十年ほど前、少しの間、占い師をやっていたことがある。占いの学校があることを知り、面白そうだと思って、説明を聞きに行ったら、占い師になることを勧められた。別に、占いに興味があった訳でもなく、見えない世界も分からないし、霊感も無い。しかし、当時、自分のコミュニケーション能力の低さに悩んでいたので、見ず知らずの人と話せば、能力が上がるかもしれないと思い、学校へ通い始めた。授業は、面白かった。一通り勉強して、占いブースに座るようになった。しかし、お客さんが来るのを、座ってひたすら待つというのが、自分には合わなくて、数ヶ月で辞めてしまった。

ある日、占いのブースに座っていたら、若い女性がやって来た。とても暗く、重苦しい雰囲気の女性だった。悩みを聞くと、同棲しているパートナーからDVを受けていて、どうしたらいいか分からない、とのことだった。タロットカードを引きながら、アドバイスをしたが、反応が今一つで、なかなか、彼氏との関係を断ち切れない様だった。このまま、お金を貰って帰す訳にはいかない。さて、どうしようか?と、思っていたら、とっさに、
「あなた、本当は、そんな人じゃないでしょ?」
という言葉が出て、自分でもびっくりした。すると、彼女の顔が、パッと明るくなり、
「そうなんです。私、本当は、やりたい事があるんです」
と言って、堰を切った様に、彼女の口から夢が溢れ出した。
「もう、大丈夫ね!」
実家に帰れると言うので、
「先ず、実家に帰りなさい。そして、夢に向かって、頑張ってね!」
と言って、帰した。

彼女は、来た時と帰る時は、全く別人だった。すごく喜んで、お礼を言って、帰って行ったが、お礼を言いたいのは、私の方だった。人が別人になる瞬間を見せてもらったのだから。一瞬で1秒も掛かっていない。まるで、オセロの石が黒から白に変わった感じだった。私の言葉がキッカケになったのは確かだが、彼女を変えたのは、私ではない。人間って、こんなに一瞬で、真逆に変われるのか?と、驚きだった。

嫌な人がいなくなった!

目の前の人が、一瞬で変わるのを見たのは、その時だけだったが、この数年間、自分が関わった人が、真逆に変わるのを、何度も経験した。

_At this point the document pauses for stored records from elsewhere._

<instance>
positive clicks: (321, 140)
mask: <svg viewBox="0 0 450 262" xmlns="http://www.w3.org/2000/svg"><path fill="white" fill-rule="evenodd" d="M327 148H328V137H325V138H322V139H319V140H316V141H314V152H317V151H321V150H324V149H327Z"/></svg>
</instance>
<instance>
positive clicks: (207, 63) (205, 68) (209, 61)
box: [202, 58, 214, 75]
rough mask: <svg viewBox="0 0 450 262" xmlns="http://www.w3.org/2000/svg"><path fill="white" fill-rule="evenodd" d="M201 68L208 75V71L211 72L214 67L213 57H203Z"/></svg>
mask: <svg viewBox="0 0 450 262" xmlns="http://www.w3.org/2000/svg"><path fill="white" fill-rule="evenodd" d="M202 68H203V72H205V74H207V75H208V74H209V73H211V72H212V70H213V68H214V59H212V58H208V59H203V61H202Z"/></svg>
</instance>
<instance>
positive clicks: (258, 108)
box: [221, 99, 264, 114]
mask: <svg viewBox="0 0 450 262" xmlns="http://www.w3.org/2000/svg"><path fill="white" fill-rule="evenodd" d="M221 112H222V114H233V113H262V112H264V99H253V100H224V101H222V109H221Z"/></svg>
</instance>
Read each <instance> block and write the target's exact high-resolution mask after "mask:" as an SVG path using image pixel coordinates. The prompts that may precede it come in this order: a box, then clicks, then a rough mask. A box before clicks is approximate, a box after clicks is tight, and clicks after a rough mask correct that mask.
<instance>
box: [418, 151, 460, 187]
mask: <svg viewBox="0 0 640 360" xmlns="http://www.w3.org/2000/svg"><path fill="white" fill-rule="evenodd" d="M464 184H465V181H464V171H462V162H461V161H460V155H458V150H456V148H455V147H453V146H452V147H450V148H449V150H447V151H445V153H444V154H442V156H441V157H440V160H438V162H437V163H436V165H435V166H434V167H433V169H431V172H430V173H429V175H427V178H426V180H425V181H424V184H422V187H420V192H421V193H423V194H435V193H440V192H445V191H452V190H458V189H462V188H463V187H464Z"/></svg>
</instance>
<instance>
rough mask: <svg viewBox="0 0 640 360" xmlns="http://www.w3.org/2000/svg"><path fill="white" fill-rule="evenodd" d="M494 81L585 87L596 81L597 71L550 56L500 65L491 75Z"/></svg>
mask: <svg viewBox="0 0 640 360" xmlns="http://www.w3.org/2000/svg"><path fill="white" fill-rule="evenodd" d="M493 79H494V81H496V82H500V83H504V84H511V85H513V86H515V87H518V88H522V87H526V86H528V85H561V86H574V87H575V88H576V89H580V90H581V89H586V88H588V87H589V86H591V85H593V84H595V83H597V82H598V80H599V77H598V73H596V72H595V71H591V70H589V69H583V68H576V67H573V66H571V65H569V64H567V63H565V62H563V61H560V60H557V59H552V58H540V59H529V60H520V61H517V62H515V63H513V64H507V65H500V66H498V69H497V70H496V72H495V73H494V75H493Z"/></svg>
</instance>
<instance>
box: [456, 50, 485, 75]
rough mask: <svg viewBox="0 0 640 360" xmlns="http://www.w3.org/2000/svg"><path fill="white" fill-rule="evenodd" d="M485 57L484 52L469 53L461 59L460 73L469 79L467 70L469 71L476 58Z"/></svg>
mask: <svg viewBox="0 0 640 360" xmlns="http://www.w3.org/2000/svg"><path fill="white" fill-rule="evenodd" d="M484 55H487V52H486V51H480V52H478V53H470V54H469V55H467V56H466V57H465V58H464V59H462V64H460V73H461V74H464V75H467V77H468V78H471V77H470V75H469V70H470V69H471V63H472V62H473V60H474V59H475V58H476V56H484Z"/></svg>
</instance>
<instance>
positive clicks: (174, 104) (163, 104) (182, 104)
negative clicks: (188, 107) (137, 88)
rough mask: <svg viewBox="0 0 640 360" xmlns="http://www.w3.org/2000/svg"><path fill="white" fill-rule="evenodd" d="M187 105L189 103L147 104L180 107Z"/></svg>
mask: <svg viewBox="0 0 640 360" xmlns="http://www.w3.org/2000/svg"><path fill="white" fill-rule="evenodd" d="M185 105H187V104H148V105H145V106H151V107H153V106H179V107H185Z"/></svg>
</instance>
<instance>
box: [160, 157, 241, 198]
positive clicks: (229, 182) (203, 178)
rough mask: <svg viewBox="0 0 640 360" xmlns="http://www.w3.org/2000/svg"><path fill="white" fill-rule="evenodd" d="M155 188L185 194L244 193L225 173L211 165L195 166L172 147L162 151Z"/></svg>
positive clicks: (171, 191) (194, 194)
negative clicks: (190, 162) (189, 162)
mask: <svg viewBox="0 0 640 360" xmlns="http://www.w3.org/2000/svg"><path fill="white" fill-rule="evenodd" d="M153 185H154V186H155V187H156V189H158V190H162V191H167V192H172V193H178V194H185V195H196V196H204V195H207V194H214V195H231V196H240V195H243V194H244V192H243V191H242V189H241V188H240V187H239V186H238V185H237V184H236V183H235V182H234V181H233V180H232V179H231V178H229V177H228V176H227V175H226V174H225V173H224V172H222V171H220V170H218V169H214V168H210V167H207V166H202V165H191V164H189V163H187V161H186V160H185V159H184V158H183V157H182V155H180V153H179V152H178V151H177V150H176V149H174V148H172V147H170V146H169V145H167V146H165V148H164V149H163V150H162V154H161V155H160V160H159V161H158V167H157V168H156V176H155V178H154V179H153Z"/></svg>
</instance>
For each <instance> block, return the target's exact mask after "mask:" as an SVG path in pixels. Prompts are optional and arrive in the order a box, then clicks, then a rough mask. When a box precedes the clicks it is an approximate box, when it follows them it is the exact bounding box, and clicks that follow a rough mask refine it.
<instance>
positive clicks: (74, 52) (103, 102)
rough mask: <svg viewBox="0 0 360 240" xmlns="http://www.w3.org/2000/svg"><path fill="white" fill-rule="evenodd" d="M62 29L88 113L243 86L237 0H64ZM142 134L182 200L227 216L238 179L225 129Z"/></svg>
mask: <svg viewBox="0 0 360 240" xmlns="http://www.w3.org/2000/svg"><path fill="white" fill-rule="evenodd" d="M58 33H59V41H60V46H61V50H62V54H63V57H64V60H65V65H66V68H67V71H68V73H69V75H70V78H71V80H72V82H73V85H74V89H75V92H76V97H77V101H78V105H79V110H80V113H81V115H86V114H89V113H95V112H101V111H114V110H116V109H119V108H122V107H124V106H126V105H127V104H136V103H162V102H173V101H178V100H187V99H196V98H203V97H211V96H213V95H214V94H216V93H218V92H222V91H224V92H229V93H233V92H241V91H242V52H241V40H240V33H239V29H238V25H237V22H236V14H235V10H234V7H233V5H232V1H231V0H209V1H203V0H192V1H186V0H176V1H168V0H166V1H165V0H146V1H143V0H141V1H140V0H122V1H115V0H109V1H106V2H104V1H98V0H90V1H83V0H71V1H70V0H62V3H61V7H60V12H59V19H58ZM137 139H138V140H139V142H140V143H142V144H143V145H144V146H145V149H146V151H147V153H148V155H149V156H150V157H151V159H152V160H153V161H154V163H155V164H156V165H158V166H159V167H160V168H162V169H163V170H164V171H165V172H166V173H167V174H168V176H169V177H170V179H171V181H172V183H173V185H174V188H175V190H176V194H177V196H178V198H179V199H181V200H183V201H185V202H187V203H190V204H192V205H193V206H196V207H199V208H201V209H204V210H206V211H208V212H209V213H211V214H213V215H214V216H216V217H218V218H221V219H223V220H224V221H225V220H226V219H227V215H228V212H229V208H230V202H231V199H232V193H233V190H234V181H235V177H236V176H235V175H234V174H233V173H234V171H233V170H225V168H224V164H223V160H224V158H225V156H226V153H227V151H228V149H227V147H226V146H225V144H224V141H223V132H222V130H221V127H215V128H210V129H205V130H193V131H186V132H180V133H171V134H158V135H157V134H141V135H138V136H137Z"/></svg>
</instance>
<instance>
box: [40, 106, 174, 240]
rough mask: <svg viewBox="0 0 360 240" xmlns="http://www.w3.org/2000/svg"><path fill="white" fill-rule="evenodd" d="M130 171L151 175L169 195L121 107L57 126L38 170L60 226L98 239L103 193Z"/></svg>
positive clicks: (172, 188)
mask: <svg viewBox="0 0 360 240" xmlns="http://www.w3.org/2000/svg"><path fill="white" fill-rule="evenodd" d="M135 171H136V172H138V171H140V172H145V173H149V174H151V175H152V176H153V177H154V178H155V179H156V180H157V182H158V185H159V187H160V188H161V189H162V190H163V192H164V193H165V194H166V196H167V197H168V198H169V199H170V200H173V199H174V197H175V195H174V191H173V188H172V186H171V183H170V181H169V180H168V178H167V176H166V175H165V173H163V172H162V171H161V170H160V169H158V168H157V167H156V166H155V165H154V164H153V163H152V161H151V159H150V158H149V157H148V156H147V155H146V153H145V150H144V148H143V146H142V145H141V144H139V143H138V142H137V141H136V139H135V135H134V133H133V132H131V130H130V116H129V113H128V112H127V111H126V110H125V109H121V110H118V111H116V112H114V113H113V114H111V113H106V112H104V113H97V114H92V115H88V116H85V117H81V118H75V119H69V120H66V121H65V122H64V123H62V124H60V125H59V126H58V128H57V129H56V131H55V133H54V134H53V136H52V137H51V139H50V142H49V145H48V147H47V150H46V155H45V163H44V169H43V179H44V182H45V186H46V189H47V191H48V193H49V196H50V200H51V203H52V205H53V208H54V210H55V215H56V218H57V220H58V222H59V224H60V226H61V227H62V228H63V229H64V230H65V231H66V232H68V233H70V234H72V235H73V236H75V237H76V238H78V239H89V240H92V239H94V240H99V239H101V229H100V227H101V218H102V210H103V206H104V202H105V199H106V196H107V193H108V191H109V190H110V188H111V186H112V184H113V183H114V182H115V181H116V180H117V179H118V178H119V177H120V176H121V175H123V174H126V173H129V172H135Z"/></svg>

夫も、あんなに威張り散らしていたのに、すっかり別人になった。
近所の人たちのトラブルに巻き込まれた時も、集まって、話し合いをしたが、平行線で、解決の兆しすら見えなかった。しかし、二度目集まった時、皆、穏やかになっていて、10分足らずで、問題が解決してしまった。誰か、事前に根回しをしたのかと思った程だった。

不思議なことに、自分にマイナスの影響を及ぼす人たちが、次々と、別人に変わっていった。しかも、その変わり様に、私は、毎回、驚かされた。こんなふうに、人を変えるなんて、私にはできない。これは、もう、神様が、私の為にやってくれてるとしか思えなかった。
毎回、神様が、
「やっといてあげたよ」
と、言ってくれてる様な気がした。
気がつくと、私の周りには、嫌な人がいなくなり、他人から受けるストレスが、無くなっていた。

「変えられないのは、過去と他人」というのは、人間界の話。 
神様の世界は関係無い、と思える出来事だった。